In the second lawsuit (Plano Chamber of Commerce, et al. v. U.S. Department of Labor, et. al., No. 4:16-cv-00732, Eastern District of Texas), the U.S. Chamber of Commerce, along with over 50 other national business organizations, claims that the DOL exceeded its statutory authority under federal law in enacting key provisions of the New Overtime Rule, including the minimum salary threshold and the automatic increase provision. Like the States, the Chamber of Commerce’s lawsuit seeks both declaratory and injunctive relief.
Both suits contend that, if implemented, the New Overtime Rule would require state governments, local municipalities, and private businesses alike to substantially increase their employment costs to the point that employers may ultimately be forced to either reduce services or lay off workers. “Once again, President Obama is trying to unilaterally rewrite the law,” Texas Attorney General Ken Paxton said in a statement. “And this time, it may lead to disastrous consequences for our economy. The numerous crippling federal regulations that the Obama administration has imposed on businesses in this country have been bad enough. But to pass a rule like this, all in service of a radical leftist political agenda, is inexcusable.”
“The DOL went too far in the new overtime regulation,” said Randy Johnson, senior vice president of Labor, Immigration, and Employee Benefits for the U.S. Chamber. “We have heard from our members, small businesses, nonprofits, and other employers that the salary threshold is going to result in significant new labor costs and cause many disruptions in how work gets done. Furthermore, the automatic escalator provision means that employers will have to go through their reclassification analysis every three years. In combination, the new overtime rule will result in salaried professional employees being converted to hourly wages, and it will reduce workplace flexibility, remote electronic access to work, and opportunities for career advancement.”
The DOL did not immediately comment on the lawsuit, though it previously expressed confidence in the legality of the New Rule.
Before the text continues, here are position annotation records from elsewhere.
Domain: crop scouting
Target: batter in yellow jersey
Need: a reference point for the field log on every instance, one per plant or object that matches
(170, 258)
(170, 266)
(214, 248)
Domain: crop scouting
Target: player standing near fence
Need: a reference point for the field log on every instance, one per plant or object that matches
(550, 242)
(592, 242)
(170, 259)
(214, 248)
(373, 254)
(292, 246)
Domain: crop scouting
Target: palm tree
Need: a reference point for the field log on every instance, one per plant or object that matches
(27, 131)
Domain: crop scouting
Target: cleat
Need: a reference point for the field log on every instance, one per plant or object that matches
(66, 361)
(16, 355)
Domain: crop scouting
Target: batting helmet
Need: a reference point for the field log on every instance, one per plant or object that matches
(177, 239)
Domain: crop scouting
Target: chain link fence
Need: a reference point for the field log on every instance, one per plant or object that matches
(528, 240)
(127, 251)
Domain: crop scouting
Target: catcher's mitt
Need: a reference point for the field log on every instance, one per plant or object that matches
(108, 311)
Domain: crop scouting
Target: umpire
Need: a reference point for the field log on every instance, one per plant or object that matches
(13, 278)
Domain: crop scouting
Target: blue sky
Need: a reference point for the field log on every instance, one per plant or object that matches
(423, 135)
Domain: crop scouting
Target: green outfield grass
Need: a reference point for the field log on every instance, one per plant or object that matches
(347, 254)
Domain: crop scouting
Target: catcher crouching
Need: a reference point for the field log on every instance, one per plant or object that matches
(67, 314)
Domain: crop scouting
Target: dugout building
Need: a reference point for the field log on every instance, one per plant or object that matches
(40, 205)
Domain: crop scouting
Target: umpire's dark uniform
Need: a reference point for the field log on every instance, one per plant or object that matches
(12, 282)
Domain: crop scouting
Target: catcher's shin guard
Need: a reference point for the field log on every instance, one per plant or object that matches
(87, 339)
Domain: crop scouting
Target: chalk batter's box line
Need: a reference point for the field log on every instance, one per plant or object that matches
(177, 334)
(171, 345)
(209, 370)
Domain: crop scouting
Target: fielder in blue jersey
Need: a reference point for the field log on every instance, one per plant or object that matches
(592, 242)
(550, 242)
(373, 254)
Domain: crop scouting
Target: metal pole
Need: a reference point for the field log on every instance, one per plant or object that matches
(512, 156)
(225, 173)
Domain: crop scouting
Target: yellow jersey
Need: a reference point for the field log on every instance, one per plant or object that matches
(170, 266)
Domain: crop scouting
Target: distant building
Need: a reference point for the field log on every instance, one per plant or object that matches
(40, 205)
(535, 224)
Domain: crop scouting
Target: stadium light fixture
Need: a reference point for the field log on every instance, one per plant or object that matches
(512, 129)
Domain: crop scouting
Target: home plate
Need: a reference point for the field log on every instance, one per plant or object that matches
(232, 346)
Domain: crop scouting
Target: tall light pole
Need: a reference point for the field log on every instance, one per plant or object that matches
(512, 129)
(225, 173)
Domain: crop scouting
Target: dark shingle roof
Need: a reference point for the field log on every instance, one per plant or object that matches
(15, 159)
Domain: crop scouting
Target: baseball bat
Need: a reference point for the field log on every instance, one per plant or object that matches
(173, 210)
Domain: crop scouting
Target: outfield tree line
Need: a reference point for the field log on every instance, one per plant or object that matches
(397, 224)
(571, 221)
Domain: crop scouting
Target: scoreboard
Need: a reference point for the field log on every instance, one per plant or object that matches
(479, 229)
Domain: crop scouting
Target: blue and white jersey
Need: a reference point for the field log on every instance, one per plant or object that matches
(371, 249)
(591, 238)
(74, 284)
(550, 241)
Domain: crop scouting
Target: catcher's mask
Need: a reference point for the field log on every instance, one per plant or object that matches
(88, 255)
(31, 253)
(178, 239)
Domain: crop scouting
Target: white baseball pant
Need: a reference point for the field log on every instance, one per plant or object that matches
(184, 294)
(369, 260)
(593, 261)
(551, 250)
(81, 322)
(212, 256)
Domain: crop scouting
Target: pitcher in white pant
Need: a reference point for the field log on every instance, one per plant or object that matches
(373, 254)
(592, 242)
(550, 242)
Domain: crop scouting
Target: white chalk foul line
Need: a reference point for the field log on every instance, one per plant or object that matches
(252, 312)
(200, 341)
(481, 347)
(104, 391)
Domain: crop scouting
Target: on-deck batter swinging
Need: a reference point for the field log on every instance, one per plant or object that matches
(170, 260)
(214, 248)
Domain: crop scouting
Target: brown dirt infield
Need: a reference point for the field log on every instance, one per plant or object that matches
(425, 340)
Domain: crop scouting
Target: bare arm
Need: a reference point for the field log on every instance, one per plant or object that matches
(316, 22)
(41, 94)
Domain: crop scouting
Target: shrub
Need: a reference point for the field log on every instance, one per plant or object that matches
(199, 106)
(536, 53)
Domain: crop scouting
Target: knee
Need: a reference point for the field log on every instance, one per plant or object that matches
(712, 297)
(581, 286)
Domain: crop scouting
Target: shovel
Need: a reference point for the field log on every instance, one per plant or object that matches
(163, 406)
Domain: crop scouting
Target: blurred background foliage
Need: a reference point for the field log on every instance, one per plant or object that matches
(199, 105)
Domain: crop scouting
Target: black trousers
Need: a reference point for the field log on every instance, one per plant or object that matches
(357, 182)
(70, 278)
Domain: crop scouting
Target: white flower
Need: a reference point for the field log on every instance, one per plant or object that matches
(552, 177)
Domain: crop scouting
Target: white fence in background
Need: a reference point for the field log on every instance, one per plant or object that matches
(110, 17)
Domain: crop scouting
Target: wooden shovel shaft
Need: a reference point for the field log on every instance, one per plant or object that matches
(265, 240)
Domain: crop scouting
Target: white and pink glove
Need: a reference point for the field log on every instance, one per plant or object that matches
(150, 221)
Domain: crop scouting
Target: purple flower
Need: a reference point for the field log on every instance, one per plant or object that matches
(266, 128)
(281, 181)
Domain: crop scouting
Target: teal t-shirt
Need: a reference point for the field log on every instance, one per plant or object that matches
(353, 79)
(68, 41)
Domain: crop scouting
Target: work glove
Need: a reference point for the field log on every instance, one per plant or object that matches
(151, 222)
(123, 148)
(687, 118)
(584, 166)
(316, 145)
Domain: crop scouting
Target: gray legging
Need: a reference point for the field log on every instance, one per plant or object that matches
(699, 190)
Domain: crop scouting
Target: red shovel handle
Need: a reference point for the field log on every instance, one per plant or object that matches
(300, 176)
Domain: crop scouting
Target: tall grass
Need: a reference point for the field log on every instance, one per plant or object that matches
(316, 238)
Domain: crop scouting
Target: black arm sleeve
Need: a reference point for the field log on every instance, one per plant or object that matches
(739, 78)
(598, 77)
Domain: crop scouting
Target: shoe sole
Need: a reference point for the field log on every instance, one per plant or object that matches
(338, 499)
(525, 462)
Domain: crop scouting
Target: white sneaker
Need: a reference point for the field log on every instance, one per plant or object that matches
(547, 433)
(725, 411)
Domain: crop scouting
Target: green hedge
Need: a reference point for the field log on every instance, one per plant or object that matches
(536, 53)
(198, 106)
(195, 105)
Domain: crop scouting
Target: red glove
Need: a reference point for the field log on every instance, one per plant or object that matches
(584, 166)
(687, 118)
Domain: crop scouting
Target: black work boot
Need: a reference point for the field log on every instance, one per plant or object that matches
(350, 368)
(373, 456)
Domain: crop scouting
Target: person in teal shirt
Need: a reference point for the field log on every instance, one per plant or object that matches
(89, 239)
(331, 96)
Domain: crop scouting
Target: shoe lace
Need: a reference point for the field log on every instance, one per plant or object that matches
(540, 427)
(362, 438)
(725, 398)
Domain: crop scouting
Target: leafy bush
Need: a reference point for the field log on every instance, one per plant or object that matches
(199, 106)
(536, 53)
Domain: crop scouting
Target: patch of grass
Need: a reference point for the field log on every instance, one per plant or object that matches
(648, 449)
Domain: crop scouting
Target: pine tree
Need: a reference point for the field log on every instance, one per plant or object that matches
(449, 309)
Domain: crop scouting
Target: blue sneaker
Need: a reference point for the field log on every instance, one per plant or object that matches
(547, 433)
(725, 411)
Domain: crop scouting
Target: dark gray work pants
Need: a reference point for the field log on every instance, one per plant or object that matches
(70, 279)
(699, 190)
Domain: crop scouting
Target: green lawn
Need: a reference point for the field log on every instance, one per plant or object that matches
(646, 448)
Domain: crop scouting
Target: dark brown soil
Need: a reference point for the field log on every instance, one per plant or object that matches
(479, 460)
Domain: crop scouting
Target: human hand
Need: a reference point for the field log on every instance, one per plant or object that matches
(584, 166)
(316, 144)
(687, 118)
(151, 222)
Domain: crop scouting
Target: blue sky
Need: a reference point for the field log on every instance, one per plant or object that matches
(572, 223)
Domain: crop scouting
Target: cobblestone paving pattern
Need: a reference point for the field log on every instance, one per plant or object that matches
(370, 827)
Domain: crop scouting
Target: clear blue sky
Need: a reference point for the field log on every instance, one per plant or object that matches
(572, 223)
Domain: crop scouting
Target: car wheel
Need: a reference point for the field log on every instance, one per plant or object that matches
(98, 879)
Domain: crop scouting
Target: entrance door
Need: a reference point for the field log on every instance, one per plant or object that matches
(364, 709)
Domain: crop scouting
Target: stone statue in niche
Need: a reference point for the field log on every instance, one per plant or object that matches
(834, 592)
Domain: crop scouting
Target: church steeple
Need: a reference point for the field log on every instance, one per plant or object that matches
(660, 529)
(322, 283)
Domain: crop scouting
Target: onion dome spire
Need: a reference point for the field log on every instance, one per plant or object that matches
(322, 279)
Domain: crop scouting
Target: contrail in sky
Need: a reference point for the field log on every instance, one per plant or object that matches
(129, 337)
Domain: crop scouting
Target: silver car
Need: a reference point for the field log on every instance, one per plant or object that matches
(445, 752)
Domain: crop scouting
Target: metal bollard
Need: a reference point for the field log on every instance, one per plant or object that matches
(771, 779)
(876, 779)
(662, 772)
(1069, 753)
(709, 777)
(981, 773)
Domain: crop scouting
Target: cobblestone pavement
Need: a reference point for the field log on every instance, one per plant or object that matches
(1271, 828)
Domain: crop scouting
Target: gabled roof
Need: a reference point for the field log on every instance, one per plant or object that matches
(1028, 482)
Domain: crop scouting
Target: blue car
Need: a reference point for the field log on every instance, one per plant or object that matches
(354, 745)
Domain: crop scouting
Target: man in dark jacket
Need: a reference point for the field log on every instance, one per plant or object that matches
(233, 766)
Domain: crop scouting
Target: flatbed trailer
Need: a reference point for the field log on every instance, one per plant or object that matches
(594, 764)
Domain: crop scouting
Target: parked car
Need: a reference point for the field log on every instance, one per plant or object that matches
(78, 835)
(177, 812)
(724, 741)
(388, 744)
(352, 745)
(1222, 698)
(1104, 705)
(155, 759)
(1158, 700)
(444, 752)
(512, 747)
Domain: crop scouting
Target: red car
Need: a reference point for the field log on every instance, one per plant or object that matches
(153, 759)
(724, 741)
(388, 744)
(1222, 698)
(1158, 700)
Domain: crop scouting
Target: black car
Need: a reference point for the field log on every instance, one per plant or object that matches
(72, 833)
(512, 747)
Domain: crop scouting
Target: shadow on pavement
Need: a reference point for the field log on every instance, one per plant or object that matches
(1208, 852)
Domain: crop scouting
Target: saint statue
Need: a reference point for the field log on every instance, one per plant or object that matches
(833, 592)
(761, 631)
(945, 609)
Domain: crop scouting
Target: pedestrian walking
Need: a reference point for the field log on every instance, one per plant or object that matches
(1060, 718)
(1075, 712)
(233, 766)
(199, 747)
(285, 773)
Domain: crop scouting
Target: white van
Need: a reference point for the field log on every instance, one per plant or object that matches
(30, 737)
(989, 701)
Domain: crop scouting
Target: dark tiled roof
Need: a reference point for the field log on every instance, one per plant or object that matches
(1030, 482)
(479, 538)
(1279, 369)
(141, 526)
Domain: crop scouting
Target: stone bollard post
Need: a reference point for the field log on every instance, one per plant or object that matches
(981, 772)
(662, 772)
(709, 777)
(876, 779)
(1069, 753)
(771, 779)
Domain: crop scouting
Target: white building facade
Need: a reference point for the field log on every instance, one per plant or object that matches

Experts predicted that the New Overtime Rule would face some type of legal challenge before its implementation at the end of this year. However, not everyone agrees that the DOL exceeded its authority in enacting the regulations. Many feel these challenges to the legality of New Overtime Rule are long-shots at best—with most feeling that the challenges to the automatic increase provision have the greatest likelihood of success.
While it is possible the federal court could enter an order staying the implementation of the New Overtime Rule, at this time, employers are best served to continue preparing as if the New Rule will go into effect on December 1st.